For local runs, a bounding box filter is provided in the config/here/local-application.conf and config/here-china/local-application.conf to limit the number of partitions to be processed. This speeds up the compilation process. In this example, we use a bounding box around the cities of Berlin and Beijing for the HERE platform and HERE platform in China environments respectively. You can edit the bounding box coordinates to compile a different partition of HERE Map Content. Make sure you update the layer coverage to reflect the different geographical region. In order to use this configuration file, you need to use the -Dconfig.file parameter.

Setup the environment variable $PATH_TO_CONFIG_FOLDER to ./config/here, for the HERE platform environment in China, use the files in the ./config/here-china directory.

Run the Compiler from the Command Line

Finally run the following command line in the stateful-nodecardinality-extraction directory to run The Stateful Processing Compiler.

For the HERE platform environment:

mvn exec:java \
-Dexec.mainClass=com.here.platform.data.processing.example.java.feedback.Main \
-Dpipeline-config.file=$PATH_TO_CONFIG_FOLDER/pipeline-config.conf \
-Dpipeline-job.file=./config/here/pipeline-job-first.conf \
-Dconfig.file=./config/here/local-application.conf \
-Dspark.master=local[*] \
-Dhere.platform.data-client.request-signer.credentials.here-account.here-token-scope=$PROJECT_HRN

To observe the behavior of The Stateful Processing Compiler you have to run compiler again using pipeline-job-second.conf as job configuration:

mvn exec:java \
-Dexec.mainClass=com.here.platform.data.processing.example.java.feedback.Main \
-Dpipeline-config.file=$PATH_TO_CONFIG_FOLDER/pipeline-config.conf \
-Dpipeline-job.file=./config/here/pipeline-job-second.conf \
-Dconfig.file=./config/here/local-application.conf \
-Dspark.master=local[*] \
-Dhere.platform.data-client.request-signer.credentials.here-account.here-token-scope=$PROJECT_HRN

Run this Compiler as the HERE Platform Pipeline

Generate a Fat JAR file

Run the mvn -Pplatform package command in the stateful-nodecardinality-extraction directory to generate a fat JAR file to deploy the compiler to a Pipeline.

mvn -Pplatform package

Deploy the Compiler to a Pipeline

Once the previous command is finished, your JAR is then available at the target directory, and you can upload it using the HERE pipeline UI (the HERE pipeline UI in China) or the OLP CLI.

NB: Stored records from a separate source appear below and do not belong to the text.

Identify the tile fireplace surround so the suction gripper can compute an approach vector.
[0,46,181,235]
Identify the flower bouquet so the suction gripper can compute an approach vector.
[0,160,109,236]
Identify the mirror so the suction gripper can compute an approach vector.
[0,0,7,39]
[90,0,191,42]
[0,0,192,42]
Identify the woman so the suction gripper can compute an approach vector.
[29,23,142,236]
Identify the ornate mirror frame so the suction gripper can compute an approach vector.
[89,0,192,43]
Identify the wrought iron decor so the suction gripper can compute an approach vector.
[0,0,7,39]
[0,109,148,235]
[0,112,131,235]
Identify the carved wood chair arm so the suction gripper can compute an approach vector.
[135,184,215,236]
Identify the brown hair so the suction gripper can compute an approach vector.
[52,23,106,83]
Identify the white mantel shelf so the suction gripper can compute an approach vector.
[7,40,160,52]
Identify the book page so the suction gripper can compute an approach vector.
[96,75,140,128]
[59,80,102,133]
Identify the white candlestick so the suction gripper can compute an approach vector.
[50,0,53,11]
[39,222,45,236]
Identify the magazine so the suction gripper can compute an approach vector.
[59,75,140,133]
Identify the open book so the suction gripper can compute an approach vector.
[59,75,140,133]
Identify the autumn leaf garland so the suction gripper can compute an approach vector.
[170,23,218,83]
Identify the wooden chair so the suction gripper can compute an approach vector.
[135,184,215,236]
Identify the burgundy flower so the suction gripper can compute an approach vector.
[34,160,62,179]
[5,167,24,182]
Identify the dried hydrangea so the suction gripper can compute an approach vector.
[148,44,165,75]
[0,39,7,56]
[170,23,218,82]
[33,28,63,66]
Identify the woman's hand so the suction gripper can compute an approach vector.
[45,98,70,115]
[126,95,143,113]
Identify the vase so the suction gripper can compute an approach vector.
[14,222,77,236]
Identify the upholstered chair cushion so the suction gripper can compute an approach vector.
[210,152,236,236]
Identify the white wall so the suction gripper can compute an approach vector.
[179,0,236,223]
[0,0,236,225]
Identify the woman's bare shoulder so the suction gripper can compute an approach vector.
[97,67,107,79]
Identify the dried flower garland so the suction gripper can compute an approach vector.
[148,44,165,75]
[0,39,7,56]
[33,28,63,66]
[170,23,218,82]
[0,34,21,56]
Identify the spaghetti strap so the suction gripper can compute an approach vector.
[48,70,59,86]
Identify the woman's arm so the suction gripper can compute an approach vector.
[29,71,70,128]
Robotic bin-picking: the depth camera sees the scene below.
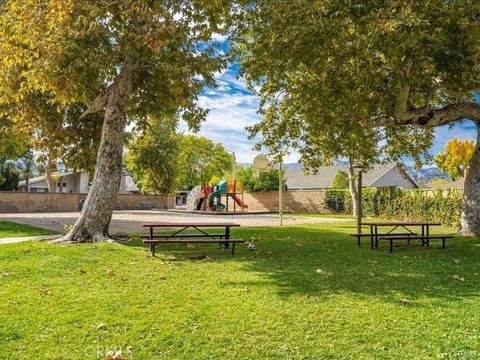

You can use the OLP CLI to create pipeline components and activate the pipeline version with the following commands:

  1. Create pipeline components:
olp pipeline create $COMPONENT_NAME_Pipeline --scope $PROJECT_HRN
olp pipeline template create $COMPONENT_NAME_Template batch-3.0 $PATH_TO_JAR \
                com.here.platform.data.processing.example.java.feedback.Main \
                --workers=4 --worker-units=3 --supervisor-units=2 --input-catalog-ids=rib \
                --scope $PROJECT_HRN
olp pipeline version create $COMPONENT_NAME_version $PIPELINE_ID $PIPELINE_TEMPLATE_ID \
                "$PATH_TO_CONFIG_FOLDER/pipeline-config.conf" \
                --scope $PROJECT_HRN
  1. Activate the pipeline version:
olp pipeline version activate $PIPELINE_ID $PIPELINE_VERSION_ID \
                --input-catalogs "$PATH_TO_CONFIG_FOLDER/pipeline-job-first.conf" \
                --scope $PROJECT_HRN

You do not have to specify the input catalog's version, unless you want to. The latest version will be automatically used.

In the HERE platform portal / HERE platform portal in China, navigate to your pipeline to see its status.

Verify the Output

In the HERE platform portal / HERE platform portal in China, select the Data tab and find your catalog.

  1. Open the nodecardinality-count layer and select the Inspect tab. Verify that partitions with the JSON data are present and you can view this data by selecting a partition.
  2. Select any partition to look at its content. The field updatesCount will be 1 for those partitions that did not change during the second run. It will be 2 otherwise.